It will take at least another three years and some 40 million euros for the excavation of ancient ruins discovered during the construction of the Thessaloniki metro, which is ongoing, to be completed, experts have estimated.
The Central Archaeological Council (KAS) has recommended that the company constructing the network, Attiko Metro, spend another 42 million euros on the excavations, which have already cost almost 84 million.
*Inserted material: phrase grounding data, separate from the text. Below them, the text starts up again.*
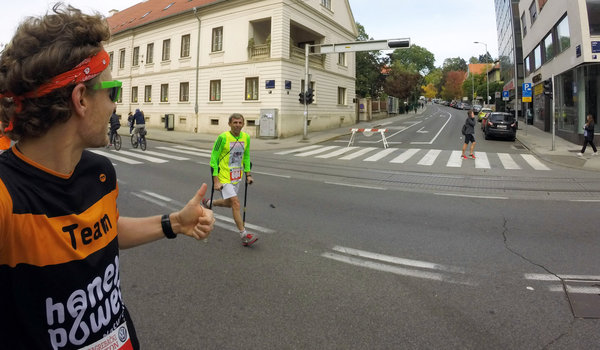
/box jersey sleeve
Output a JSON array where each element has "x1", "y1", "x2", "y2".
[
  {"x1": 210, "y1": 134, "x2": 225, "y2": 176},
  {"x1": 243, "y1": 134, "x2": 251, "y2": 173}
]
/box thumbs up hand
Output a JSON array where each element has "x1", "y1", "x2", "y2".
[{"x1": 171, "y1": 183, "x2": 215, "y2": 240}]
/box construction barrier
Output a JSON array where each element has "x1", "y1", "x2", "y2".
[{"x1": 348, "y1": 128, "x2": 389, "y2": 149}]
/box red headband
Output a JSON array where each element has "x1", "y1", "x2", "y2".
[{"x1": 0, "y1": 49, "x2": 110, "y2": 132}]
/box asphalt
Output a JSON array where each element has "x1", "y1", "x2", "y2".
[{"x1": 144, "y1": 105, "x2": 600, "y2": 172}]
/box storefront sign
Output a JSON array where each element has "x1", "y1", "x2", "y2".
[
  {"x1": 576, "y1": 45, "x2": 581, "y2": 57},
  {"x1": 592, "y1": 41, "x2": 600, "y2": 53}
]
This would take the total cost of the work, which began in 2006, to more than 130 million euros – the same as it cost to build the Acropolis Museum.
However, experts say that there is a wealth of antiquities to be uncovered in Thessaloniki, which is producing more finds than Athens did when the capital’s metro was constructed.
“The archaeological digs for the Thessaloniki metro have revealed significant discoveries to do with the heart of the city from the era of Cassander, at the end of the 4th century BC, right up to now,” Michalis Tiverios, an archaeology professor at the Aristotle University who is advising Attiko Metro, told Kathimerini.
“It is like a history book whose pages are the successive layers of finds: from the Hellenist to the Roman eras, to the pre-Byzantine, Byzantine and Ottoman years, right up to the city’s first years of freedom.”
Initially it was thought that the digs in Thessaloniki would cost no more than 15 million euros and last a maximum of three years. So far, 135,000 artifacts have been found.